Jean-Yves Bouffard (Godbout), Carl Beaulieu (Tourisme Côte-Nord), Yves Montigny (Baie-Comeau), Antonio Hortas (Chambre de commerce), Marcel Furlong (MRC de Manicouagan) et le député Martin Ouellet ont réclamé d’une même voix des actions rapides de Québec pour compenser la région en lien avec la saga de la traverse Matane-Côte-Nord.

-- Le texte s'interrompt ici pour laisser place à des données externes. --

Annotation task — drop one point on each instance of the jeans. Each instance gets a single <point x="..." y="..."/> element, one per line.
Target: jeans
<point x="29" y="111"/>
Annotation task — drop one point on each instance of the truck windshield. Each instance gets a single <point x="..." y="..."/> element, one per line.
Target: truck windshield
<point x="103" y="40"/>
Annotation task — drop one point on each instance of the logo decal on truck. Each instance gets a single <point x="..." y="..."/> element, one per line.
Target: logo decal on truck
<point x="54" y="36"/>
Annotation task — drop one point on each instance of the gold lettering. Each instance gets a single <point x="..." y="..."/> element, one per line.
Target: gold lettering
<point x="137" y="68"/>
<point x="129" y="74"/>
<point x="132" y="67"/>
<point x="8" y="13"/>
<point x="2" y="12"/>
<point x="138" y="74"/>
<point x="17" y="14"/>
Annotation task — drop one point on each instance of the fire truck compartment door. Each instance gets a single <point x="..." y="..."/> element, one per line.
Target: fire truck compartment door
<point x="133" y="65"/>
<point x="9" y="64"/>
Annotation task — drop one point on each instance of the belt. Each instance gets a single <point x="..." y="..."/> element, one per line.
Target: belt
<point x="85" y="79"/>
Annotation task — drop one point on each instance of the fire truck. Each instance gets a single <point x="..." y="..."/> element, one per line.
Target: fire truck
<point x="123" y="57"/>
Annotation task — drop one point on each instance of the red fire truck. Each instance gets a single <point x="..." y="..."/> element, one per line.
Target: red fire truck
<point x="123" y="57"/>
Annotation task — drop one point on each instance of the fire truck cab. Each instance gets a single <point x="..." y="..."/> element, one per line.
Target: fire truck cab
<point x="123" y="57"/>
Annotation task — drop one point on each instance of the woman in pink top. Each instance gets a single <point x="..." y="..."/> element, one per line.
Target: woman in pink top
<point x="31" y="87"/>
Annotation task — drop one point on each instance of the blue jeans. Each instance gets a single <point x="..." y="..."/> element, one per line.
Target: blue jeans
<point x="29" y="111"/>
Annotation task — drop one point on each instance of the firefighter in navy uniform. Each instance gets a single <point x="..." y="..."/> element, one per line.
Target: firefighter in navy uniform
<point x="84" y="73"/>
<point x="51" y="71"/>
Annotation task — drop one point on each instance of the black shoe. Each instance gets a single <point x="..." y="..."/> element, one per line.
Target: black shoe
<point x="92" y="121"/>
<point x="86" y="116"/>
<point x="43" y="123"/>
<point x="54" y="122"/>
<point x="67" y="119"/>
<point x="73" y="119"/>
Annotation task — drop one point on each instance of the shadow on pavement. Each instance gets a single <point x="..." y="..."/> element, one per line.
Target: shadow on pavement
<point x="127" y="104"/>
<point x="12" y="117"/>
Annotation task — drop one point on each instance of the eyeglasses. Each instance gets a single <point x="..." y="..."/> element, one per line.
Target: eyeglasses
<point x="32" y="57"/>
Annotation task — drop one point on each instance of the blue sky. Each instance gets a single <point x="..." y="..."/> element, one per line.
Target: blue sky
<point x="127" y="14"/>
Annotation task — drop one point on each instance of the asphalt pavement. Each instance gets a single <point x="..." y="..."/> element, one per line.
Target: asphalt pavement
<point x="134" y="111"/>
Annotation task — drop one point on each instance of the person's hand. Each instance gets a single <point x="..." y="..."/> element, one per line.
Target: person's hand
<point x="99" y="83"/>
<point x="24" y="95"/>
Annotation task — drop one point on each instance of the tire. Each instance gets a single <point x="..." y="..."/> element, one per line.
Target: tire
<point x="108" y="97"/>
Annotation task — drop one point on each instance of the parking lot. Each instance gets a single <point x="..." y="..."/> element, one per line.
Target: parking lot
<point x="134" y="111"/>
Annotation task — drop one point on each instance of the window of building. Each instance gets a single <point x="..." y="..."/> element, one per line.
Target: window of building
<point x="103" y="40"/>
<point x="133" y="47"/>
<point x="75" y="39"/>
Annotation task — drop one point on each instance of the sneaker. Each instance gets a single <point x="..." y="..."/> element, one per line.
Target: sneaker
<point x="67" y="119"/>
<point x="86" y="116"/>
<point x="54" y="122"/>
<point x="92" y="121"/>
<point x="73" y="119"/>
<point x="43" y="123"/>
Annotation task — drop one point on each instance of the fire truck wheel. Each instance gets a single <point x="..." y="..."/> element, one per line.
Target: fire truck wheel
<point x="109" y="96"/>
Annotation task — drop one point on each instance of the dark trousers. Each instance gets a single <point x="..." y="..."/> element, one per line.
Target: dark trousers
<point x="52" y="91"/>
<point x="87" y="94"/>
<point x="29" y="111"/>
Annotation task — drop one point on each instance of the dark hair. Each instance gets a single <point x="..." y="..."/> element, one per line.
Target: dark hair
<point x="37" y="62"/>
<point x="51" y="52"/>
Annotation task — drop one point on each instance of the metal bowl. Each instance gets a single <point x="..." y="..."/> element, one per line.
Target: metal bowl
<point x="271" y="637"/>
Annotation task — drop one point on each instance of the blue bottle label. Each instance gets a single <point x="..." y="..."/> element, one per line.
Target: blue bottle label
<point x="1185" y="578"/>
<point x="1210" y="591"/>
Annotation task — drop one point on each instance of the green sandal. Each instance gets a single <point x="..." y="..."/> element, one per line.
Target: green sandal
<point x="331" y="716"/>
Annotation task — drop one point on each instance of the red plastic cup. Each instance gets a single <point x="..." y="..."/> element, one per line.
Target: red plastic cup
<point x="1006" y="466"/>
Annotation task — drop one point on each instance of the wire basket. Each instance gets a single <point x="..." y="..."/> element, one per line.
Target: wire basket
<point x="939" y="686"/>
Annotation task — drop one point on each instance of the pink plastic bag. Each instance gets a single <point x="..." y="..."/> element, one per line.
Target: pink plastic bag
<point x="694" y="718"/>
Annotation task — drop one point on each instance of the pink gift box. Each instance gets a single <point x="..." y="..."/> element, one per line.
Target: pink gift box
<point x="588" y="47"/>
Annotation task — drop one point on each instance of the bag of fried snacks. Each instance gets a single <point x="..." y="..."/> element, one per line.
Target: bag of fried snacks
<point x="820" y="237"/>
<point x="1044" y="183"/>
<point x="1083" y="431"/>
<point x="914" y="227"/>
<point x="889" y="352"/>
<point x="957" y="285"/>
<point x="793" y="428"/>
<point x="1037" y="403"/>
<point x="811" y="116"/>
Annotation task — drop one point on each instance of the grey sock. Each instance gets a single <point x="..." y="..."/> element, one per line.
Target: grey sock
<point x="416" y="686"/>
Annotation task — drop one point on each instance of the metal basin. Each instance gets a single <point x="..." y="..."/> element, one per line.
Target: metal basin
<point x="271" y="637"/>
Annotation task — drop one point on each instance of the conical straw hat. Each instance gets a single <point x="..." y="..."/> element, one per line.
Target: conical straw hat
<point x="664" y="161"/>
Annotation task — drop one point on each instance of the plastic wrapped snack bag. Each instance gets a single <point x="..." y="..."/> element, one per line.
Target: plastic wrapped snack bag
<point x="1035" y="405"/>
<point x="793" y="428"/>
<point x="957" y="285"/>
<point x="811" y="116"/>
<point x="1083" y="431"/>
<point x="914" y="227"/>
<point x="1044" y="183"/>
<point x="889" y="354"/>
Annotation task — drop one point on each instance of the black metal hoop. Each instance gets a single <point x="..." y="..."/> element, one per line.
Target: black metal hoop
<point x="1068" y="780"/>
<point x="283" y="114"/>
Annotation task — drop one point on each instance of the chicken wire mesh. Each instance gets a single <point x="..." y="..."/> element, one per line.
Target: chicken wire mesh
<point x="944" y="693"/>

Traverse Matane–Côte-Nord: plusieurs compensations réclamées au gouvernement

BAIE-COMEAU — Enquête publique, investissements dans des projets économiques, campagne de publicité de près de 600 000 $ sur cinq ans, gratuité sur le traversier en période estivale. Voilà, pêle-mêle, quelques-unes des actions que réclame la Manicouagan au gouvernement pour se faire compenser dans l’interminable saga qui marque la traverse Matane-Côte-Nord.

Lundi matin, sous l’égide de la Chambre de commerce de Manicouagan, les maires de Baie-Comeau et Godbout, le député provincial, le préfet de la MRC de Manicouagan et Tourisme Côte-Nord ont fait front commun. Tout ce beau monde a déjà rencontré le ministre des Transports, François Bonnardel, mais ils considèrent maintenant que le statu quo gouvernemental n’est plus acceptable.

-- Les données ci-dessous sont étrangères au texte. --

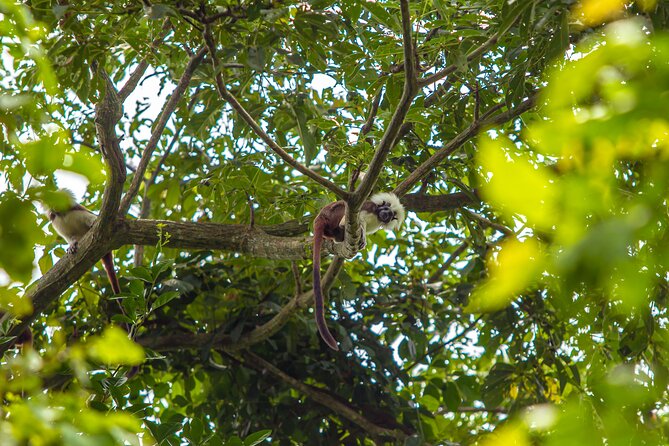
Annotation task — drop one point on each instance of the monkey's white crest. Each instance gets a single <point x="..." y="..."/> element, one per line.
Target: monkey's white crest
<point x="391" y="200"/>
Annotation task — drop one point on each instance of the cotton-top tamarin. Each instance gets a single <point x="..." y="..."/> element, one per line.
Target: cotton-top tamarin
<point x="381" y="211"/>
<point x="72" y="224"/>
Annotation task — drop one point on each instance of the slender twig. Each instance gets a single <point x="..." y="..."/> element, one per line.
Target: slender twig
<point x="487" y="222"/>
<point x="447" y="264"/>
<point x="372" y="114"/>
<point x="139" y="71"/>
<point x="244" y="114"/>
<point x="453" y="68"/>
<point x="296" y="276"/>
<point x="464" y="136"/>
<point x="96" y="242"/>
<point x="469" y="409"/>
<point x="392" y="130"/>
<point x="439" y="346"/>
<point x="159" y="126"/>
<point x="275" y="324"/>
<point x="322" y="397"/>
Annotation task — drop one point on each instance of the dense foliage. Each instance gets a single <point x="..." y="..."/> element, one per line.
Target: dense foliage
<point x="524" y="300"/>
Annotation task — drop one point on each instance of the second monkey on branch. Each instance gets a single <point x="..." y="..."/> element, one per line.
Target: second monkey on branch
<point x="382" y="210"/>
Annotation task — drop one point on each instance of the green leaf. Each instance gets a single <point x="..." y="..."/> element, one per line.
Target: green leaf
<point x="114" y="348"/>
<point x="141" y="273"/>
<point x="257" y="437"/>
<point x="164" y="298"/>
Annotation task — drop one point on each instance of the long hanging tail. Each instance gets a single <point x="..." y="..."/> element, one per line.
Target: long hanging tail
<point x="318" y="291"/>
<point x="108" y="263"/>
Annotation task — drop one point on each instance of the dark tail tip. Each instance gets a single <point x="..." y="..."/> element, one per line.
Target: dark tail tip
<point x="328" y="338"/>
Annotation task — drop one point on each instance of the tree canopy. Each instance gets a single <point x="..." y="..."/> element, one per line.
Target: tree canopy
<point x="523" y="301"/>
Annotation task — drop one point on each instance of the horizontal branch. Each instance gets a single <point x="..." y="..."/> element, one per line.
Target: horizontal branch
<point x="461" y="138"/>
<point x="336" y="405"/>
<point x="212" y="236"/>
<point x="437" y="203"/>
<point x="181" y="341"/>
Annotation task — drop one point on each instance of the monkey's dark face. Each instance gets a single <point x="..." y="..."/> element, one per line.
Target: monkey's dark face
<point x="384" y="213"/>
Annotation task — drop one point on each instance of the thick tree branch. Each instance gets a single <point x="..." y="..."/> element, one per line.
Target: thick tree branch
<point x="349" y="248"/>
<point x="241" y="111"/>
<point x="159" y="126"/>
<point x="392" y="130"/>
<point x="322" y="397"/>
<point x="96" y="242"/>
<point x="178" y="341"/>
<point x="464" y="136"/>
<point x="211" y="236"/>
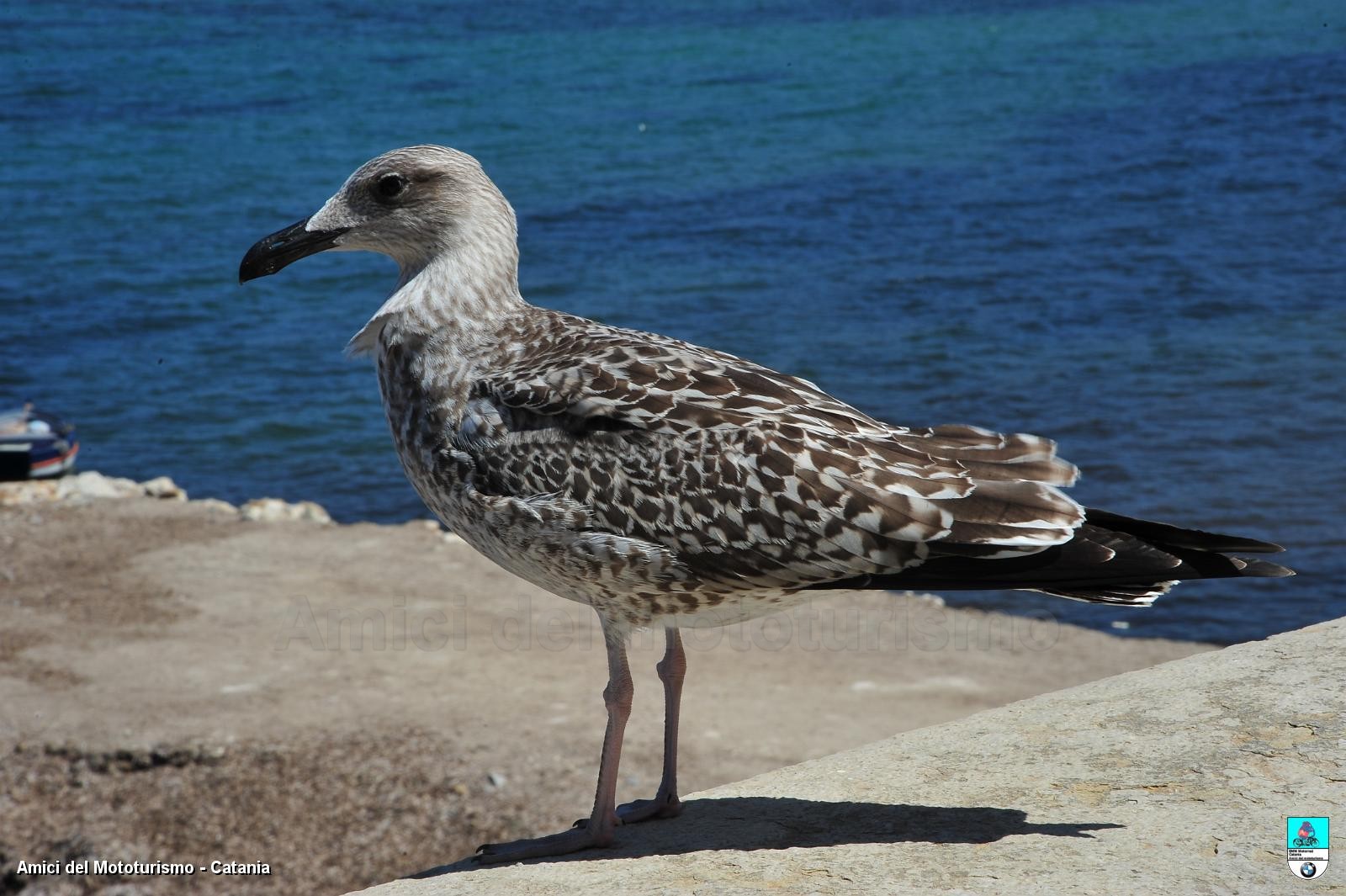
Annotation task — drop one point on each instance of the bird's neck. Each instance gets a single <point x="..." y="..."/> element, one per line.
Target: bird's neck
<point x="458" y="301"/>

La demande la plus originale est venue du maire de Baie-Comeau, Yves Montigny, qui réclame des investissements gouvernementaux dans des projets de développement économique de la municipalité, comme le projet de voie ferrée QcRail et l’usine de traitement de Mason Graphite, en attendant que la situation du traversier revienne à la normale. «Ça permettrait de voir le soutien du gouvernement envers la région», a-t-il lancé.

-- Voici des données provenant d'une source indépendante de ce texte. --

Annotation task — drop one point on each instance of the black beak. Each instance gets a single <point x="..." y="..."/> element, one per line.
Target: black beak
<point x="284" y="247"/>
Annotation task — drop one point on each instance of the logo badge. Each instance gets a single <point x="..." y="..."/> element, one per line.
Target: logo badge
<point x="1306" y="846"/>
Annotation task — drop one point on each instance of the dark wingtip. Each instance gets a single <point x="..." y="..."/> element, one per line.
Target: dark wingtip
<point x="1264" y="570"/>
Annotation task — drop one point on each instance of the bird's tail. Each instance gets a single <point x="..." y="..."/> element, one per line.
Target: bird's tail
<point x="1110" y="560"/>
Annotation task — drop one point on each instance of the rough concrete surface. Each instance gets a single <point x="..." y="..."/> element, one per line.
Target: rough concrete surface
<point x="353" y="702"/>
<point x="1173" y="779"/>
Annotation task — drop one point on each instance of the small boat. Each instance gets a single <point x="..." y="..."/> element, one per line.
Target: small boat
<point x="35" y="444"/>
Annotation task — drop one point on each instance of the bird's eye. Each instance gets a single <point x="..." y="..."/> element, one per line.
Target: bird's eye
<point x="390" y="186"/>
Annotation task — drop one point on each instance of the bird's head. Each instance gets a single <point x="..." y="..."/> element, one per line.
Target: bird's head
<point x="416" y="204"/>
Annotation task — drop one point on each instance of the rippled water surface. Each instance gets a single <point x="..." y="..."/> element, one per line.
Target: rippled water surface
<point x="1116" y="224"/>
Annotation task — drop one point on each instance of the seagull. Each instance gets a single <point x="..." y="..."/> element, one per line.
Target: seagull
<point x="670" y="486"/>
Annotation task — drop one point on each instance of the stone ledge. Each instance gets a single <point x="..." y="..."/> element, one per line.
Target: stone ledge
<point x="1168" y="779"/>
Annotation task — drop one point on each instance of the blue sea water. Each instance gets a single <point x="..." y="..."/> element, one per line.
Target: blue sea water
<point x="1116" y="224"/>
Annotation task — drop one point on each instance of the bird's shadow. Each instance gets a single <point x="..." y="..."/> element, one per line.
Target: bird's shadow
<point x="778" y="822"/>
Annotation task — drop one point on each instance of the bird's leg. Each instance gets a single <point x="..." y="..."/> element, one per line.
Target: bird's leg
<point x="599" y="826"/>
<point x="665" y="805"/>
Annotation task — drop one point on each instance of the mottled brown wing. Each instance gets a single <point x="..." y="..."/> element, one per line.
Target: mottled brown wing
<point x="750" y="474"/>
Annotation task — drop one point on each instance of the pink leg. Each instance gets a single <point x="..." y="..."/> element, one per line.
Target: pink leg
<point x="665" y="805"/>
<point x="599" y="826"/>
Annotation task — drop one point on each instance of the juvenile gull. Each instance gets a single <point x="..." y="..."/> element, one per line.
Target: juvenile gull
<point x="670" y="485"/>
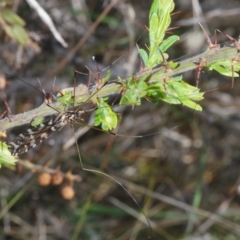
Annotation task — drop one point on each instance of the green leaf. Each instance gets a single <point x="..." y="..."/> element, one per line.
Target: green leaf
<point x="136" y="90"/>
<point x="176" y="91"/>
<point x="5" y="156"/>
<point x="159" y="21"/>
<point x="105" y="116"/>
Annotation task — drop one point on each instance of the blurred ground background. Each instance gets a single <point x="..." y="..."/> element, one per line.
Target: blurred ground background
<point x="184" y="176"/>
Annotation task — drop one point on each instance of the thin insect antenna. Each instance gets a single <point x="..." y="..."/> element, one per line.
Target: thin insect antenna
<point x="29" y="84"/>
<point x="43" y="91"/>
<point x="112" y="178"/>
<point x="89" y="75"/>
<point x="99" y="72"/>
<point x="113" y="63"/>
<point x="236" y="58"/>
<point x="74" y="87"/>
<point x="8" y="110"/>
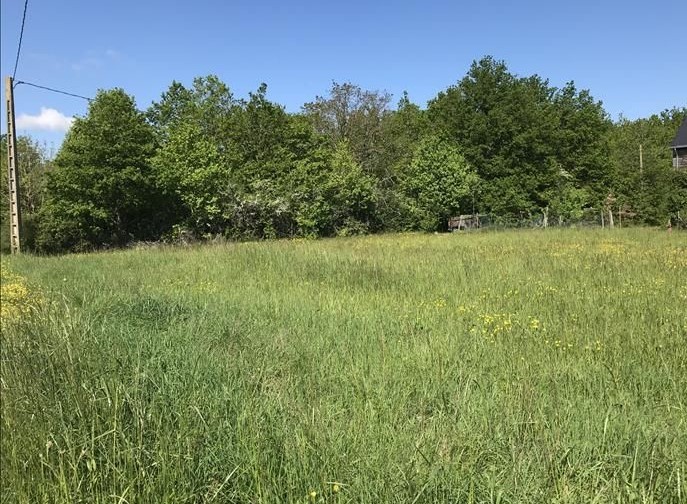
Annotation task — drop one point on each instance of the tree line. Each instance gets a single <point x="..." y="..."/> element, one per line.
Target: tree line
<point x="202" y="163"/>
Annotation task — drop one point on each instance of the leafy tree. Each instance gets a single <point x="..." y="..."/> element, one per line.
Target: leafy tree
<point x="331" y="194"/>
<point x="101" y="191"/>
<point x="353" y="115"/>
<point x="654" y="191"/>
<point x="440" y="182"/>
<point x="192" y="174"/>
<point x="520" y="133"/>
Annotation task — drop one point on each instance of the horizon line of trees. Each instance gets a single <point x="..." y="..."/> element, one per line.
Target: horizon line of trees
<point x="202" y="163"/>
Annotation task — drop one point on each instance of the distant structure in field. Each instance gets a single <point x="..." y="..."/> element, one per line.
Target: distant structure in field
<point x="679" y="146"/>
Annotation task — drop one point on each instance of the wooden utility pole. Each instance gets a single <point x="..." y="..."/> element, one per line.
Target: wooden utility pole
<point x="12" y="169"/>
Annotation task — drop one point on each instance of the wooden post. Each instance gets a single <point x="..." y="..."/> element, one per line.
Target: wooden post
<point x="12" y="169"/>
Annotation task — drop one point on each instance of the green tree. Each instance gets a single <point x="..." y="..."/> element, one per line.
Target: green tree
<point x="653" y="191"/>
<point x="520" y="133"/>
<point x="439" y="184"/>
<point x="331" y="194"/>
<point x="101" y="191"/>
<point x="354" y="115"/>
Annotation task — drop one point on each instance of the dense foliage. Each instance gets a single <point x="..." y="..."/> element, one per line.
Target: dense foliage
<point x="201" y="163"/>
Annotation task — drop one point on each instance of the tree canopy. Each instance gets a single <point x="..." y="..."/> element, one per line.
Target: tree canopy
<point x="201" y="162"/>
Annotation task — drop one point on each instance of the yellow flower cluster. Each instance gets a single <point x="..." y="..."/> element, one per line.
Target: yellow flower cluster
<point x="16" y="297"/>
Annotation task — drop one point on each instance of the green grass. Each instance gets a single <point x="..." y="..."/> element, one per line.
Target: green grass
<point x="488" y="367"/>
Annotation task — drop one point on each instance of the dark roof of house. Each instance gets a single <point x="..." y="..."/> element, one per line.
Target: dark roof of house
<point x="681" y="137"/>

Pour sa part, le député de René-Lévesque réclamait pour une énième fois une enquête publique sur les ratés du traversier F.-A.-Gauthier, qui ne sera pas en fonction avant la mi-août au plus tôt. Martin Ouellet soutient aussi que la Manicouagan «ne demande pas la Lune» et que les torts causés par les pépins des traversiers sont incommensurables. «Tous les médias parlent du bateau à chaque jour et on doit lutter contre cette image négative. Les mesures demandées, ce n’est pas démesuré, c’est vital», a-t-il affirmé en ajoutant qu’il ne voulait pas «d’un Apollo 2 ou un Apollo 3» comme bateau de remplacement.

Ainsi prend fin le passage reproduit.